Risk-Adjusted Performance

Very Weak

 
Weak
 
Strong
Over the last 90 days Diversified Energy has generated negative risk-adjusted returns adding no value to investors with long positions. In spite of unsteady performance in the last few months, the Stock's technical and fundamental indicators remain rather sound which may send shares a bit higher in March 2025. The latest tumult may also be a sign of longer-term up-swing for the firm shareholders.
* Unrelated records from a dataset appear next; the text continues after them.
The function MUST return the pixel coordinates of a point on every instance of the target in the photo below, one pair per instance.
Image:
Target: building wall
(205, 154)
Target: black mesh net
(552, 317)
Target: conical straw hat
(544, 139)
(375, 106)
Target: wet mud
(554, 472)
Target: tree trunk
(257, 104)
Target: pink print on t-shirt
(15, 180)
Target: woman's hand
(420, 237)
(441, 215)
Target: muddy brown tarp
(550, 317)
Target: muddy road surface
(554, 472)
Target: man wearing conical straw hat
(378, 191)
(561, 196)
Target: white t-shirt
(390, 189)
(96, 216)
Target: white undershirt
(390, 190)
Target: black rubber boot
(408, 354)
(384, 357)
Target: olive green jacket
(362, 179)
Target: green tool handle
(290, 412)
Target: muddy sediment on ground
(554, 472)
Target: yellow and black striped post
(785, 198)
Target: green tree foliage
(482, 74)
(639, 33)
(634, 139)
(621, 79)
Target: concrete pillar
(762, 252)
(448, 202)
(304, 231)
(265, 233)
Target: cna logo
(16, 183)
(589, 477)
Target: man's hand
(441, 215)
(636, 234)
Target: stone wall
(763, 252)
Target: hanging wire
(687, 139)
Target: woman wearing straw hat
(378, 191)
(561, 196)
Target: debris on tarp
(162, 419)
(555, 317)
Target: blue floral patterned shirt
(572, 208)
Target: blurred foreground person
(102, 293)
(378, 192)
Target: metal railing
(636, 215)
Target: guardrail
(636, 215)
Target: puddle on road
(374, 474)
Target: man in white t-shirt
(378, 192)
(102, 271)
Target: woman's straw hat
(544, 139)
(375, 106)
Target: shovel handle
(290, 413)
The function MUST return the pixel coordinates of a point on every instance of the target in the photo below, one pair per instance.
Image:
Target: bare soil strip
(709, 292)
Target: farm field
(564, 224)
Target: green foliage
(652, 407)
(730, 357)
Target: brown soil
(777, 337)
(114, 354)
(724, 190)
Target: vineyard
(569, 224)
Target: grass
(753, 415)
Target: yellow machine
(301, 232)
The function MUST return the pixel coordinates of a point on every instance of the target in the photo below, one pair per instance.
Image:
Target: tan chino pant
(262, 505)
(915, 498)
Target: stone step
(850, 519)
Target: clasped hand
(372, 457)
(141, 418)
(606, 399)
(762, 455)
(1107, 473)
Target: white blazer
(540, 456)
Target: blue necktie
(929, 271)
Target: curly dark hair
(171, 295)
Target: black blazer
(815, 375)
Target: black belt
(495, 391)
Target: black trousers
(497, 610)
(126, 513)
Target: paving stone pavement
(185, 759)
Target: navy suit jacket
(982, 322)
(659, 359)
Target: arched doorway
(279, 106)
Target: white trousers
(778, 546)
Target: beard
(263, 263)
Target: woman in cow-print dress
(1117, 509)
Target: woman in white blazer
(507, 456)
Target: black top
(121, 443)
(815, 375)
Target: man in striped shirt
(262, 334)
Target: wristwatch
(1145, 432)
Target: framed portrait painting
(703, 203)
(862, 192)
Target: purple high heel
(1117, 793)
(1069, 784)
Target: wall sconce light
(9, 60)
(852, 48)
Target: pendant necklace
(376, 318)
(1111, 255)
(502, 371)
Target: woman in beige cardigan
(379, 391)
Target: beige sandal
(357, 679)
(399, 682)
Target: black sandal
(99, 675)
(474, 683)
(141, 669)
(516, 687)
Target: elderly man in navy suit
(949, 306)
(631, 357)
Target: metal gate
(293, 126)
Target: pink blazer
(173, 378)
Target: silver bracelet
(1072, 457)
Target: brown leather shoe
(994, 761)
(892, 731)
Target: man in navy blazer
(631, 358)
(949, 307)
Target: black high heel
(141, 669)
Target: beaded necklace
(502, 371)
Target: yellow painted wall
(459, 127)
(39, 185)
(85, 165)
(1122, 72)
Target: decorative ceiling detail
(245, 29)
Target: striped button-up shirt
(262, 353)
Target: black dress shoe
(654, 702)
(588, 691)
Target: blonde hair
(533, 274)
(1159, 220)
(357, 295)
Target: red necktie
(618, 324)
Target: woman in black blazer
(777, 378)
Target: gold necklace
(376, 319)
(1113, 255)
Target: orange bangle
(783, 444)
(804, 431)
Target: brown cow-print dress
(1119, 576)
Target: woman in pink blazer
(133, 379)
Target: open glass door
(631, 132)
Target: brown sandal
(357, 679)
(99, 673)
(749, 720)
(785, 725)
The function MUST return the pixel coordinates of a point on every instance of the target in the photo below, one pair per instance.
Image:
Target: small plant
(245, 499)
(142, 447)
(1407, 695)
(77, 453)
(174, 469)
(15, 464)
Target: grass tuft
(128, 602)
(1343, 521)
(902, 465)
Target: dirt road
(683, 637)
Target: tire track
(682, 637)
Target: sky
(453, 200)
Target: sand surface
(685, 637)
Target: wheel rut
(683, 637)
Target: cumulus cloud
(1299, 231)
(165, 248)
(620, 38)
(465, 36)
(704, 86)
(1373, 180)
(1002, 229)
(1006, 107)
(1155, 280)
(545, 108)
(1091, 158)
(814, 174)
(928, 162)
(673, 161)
Cars and Diversified Energy Volatility Contrast

   Predicted Return Density   
       Returns  

Pair Trading with Cars and Diversified Energy

The main advantage of trading using opposite Cars and Diversified Energy positions is that it hedges away some unsystematic risk. Because of two separate transactions, even if Cars position performs unexpectedly, Diversified Energy can make up some of the losses. Pair trading also minimizes risk from directional movements in the market. For example, if an entire industry or sector drops because of unexpected headlines, the short position in Diversified Energy will offset losses from the drop in Diversified Energy's long position.
The idea behind Cars Inc and Diversified Energy pairs trading is to make the combined position market-neutral, meaning the overall market's direction will not affect its win or loss (or potential downside or upside). This can be achieved by designing a pairs trade with two highly correlated stocks or equities that operate in a similar space or sector, making it possible to obtain profits through simple and relatively low-risk investment.
Check out your portfolio center.
Note that this page's information should be used as a complementary analysis to find the right mix of equity instruments to add to your existing portfolios or create a brand new portfolio. You can also try the Equity Forecasting module to use basic forecasting models to generate price predictions and determine price momentum.